La reconversion industrielle est une activité à part entière où  les pouvoirs publics ont un rôle important à jouer , c’est ainsi que l’on a pu traiter au mieux les sinistres industriels de la précédente révolution industrielle, celle des automatismes. La suivante, celle d’aujourd’hui,  celle du numérique et des robots est en route, elle n’a pas été préparée !( Mais les pouvoirs publics ne doit pas s’entendre par le pouvoir Parisien, ni les fonctionnaires parisiens.)

Des difficultés comme celle de La Souterraine ne devraient jamais être traitées au niveau national, l’écosystème local et régional devrait fonctionner, y compris dans la Creuse ! 

Les banquiers régionaux devraient être des acteurs de premier plan pour alerter et prendre en charge les ébauches de solutions, ils le font dans certaines régions, ils pourraient encore le faire mieux si de l’argent local pouvait être mobilisé pour soutenir l’industrie locale . 

La mobilisation extrême, les tentatives désespérées, même si elles sont condamnées par ceux qui en subissent les désagréments devraient être mieux interprétées, elles sont aussi un signe de volonté, de combativité et d’initiative, notre industrie en a cruellement manqué !  

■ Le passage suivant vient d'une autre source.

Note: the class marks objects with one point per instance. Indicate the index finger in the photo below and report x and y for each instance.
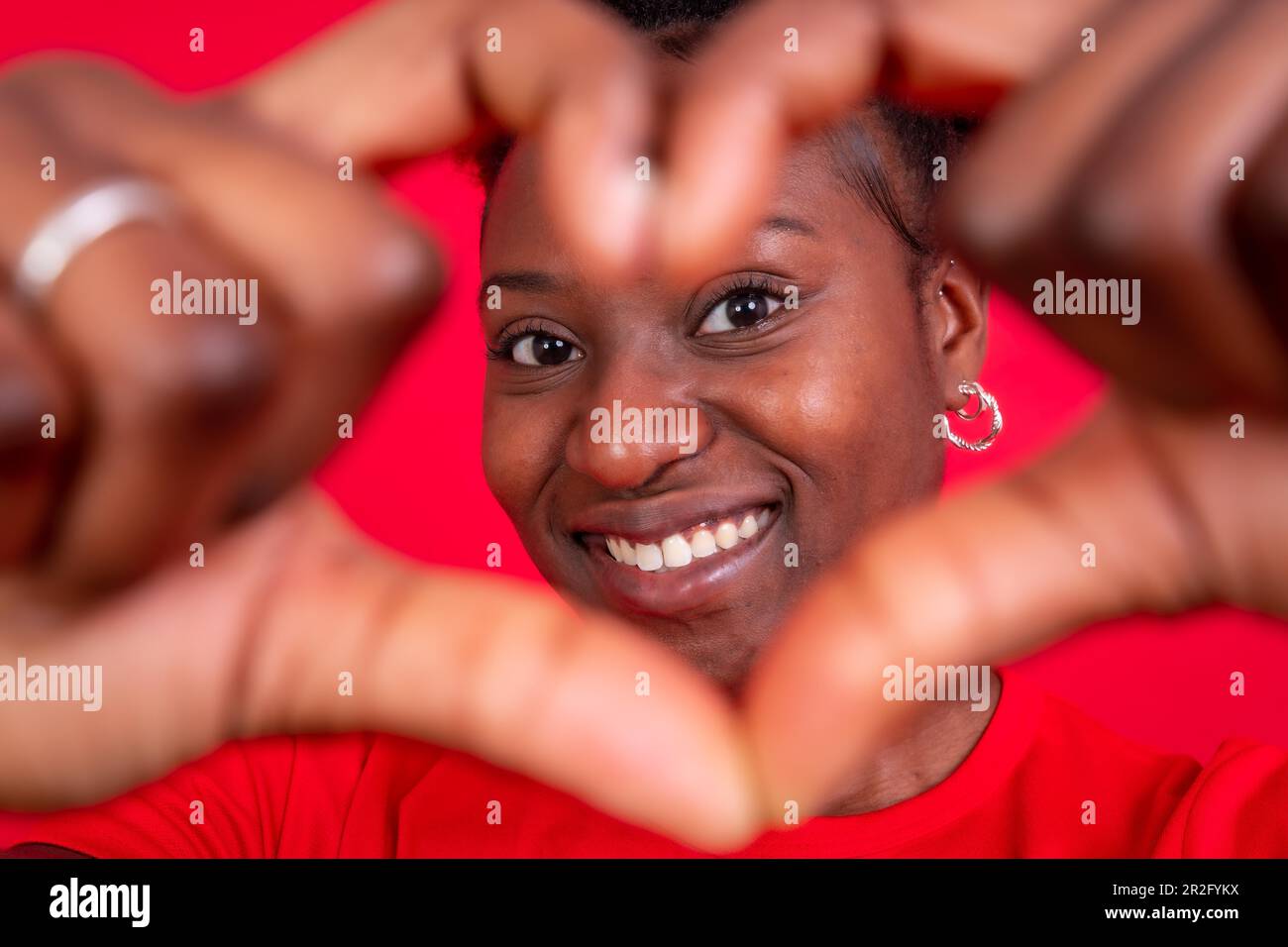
(781, 68)
(987, 577)
(415, 76)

L’industrie c’est une des écoles du risque, les patrons des entreprises ont cette responsabilité, de prendre des risques, scientifiques, techniques, industriels et financiers, dans un environnement de plus en plus turbulent. Lorsque les résultats ne sont pas bons, il faut redoubler de prises de risques, ce qui fait du chef d’entreprise industrielle un aventurier moderne. Plus les salariés sont informés, consultés, mobilisés, et plus il y a acceptation du personnel de la stratégie choisie et mieux sont acceptées les conséquences. Dans la triste histoire des dernières années de La Souterraine il y a eu absence de chef d’entreprise et les salariés ont tout subi, ce n’est pas ma conception du fonctionnement de la majorité des entreprises, du moins de celles qui réussissent.